Q: Do I have to Signal to Enter a Roundabout?

(Last Updated On: December 7, 2015)

Intro

 

Roundabouts are designed to keep traffic moving and improve safety at intersections. (Technically a roundabout is a traffic circle with more than one lane).

 

On Approach

 

On approach, reduce your speed to about 20 km/hr in case you need to yield to other vehicles and for good control. Look for signs and pedestrians and be prepared. You must yield to any traffic already in the roundabout. This means you will yield to your immediate left. All vehicles must enter to the right and use the roundabout in a counter-clockwise direction. You can enter the roundabout when there is a safe gap in the traffic and you feel it is safe. Once you are inside the roundabout, vehicles approaching are supposed to yield to you. Do not stop inside the roundabout unless traffic conditions require you to do so.
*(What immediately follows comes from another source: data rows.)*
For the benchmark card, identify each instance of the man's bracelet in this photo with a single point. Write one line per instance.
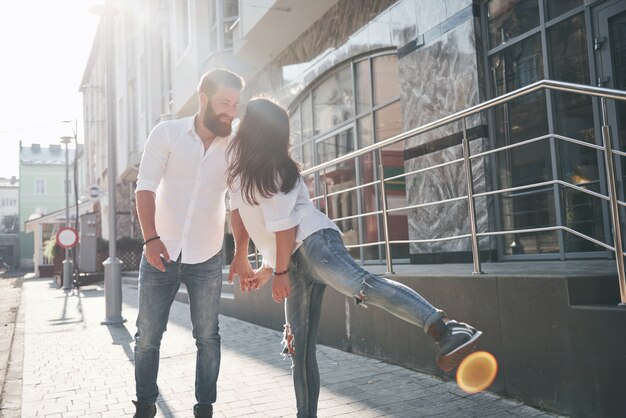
(150, 239)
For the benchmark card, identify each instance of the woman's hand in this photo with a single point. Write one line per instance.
(280, 288)
(241, 267)
(260, 277)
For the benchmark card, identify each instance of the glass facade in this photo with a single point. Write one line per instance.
(355, 105)
(529, 41)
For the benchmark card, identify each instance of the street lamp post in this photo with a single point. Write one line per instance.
(112, 265)
(67, 263)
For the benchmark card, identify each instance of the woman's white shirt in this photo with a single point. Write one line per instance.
(278, 213)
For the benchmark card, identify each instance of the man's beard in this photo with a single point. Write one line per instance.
(212, 122)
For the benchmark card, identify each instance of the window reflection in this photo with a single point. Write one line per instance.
(556, 8)
(508, 19)
(386, 78)
(363, 86)
(333, 101)
(574, 118)
(340, 177)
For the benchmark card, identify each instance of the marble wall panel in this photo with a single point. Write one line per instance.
(447, 219)
(438, 80)
(349, 28)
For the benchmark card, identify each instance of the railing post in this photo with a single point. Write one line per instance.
(325, 189)
(470, 201)
(383, 201)
(617, 228)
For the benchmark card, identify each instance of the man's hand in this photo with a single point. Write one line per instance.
(153, 251)
(280, 288)
(260, 277)
(241, 267)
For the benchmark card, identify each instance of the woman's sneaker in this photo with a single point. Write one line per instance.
(456, 341)
(144, 410)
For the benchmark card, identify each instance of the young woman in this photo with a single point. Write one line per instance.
(303, 252)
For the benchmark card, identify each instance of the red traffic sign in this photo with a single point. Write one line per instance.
(67, 237)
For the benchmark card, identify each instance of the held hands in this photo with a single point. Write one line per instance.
(241, 267)
(260, 277)
(280, 288)
(153, 251)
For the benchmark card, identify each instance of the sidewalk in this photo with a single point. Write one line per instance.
(75, 367)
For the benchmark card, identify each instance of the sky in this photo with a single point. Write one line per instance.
(44, 47)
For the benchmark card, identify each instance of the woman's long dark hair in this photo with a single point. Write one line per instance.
(259, 153)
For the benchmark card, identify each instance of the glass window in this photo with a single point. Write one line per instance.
(386, 78)
(333, 101)
(182, 19)
(295, 127)
(388, 122)
(40, 186)
(363, 86)
(340, 177)
(568, 62)
(517, 66)
(508, 19)
(556, 8)
(306, 117)
(212, 26)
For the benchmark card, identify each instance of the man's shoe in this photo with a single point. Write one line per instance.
(144, 410)
(455, 344)
(203, 410)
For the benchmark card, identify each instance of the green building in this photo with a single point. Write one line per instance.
(42, 176)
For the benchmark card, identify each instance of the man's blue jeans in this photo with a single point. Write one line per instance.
(157, 291)
(323, 260)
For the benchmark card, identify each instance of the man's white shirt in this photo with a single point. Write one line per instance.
(190, 186)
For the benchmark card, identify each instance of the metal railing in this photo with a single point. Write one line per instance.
(473, 235)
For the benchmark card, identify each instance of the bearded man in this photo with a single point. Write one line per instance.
(180, 204)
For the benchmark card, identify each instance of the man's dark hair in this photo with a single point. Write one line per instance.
(212, 80)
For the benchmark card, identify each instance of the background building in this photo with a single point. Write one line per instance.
(356, 72)
(42, 192)
(9, 221)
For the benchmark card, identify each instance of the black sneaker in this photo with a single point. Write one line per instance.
(458, 341)
(203, 410)
(144, 410)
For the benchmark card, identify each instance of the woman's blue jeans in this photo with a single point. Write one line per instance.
(323, 260)
(157, 291)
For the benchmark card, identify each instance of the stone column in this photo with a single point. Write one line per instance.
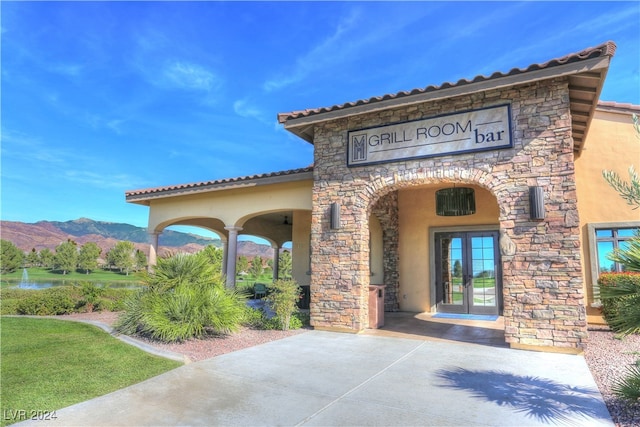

Keep in mind that if you miss your exit you may drive in circles until you find it again.

 

For Going ‘Straight’

 

For continuing straight ahead, do not signal on approach and signal “right” before you leave.

 

For Going Right

 

For right turns, signal “right” on approach keep signal on until you are gone.

 

For Going Left

 

For left turns, signal “left” on approach and signal “right” before you leave.

 

Roundabout

 

Roundabout2

 

 

Many moons ago, Carmen became an ICBC-approved driving instructor at the age of 22 in North Vancouver, and has spent many years working with new and experienced drivers around the lower mainland. She can be found reading the Motor Vehicle Act for fun while receiving strange looks from others. May the quest for great driving continue!
  • Someone

    Absolutely false information! If you are turning left, you signal that intention right up until you are leaving the roundabout, then you signal right. If you are going ‘straight’ through, you don’t signal on approach, but you do signal right when leaving the roundabout. If you are turning right, signal it! If you aren’t signalling, no one else knows where you’re going and traffic slows until it’s figured out. Not signalling is what causes the hold ups and the accidents in roundabouts!

    • carmenac

      I agree a left signal is a good idea for left turns (although technically according to ICBC you need only a right signal before you leave). It’s a bad idea to trust people’s signals, especially when we have the right of way rules which state people inside the roundabout have right of way over those entering, regardless of turn signals. Thanks – I will edit this post as the wording is confusing. Not sure even why it is here as there is a very detailed posting about this already. Be clear there is a difference between traffic circles and roundabouts in terms of signalling.

    • Logan

      I know this is old now, however this is incorrect information from “Someone”. Ministry of Transportation and Infrastructure guidelines say that drivers are to signal right when leaving the roundabout. Signaling prior actually causes more confusion. The reason for this is because when entering a roundabout, it is viewed as a continuation of the road, therefor signaling is not needed.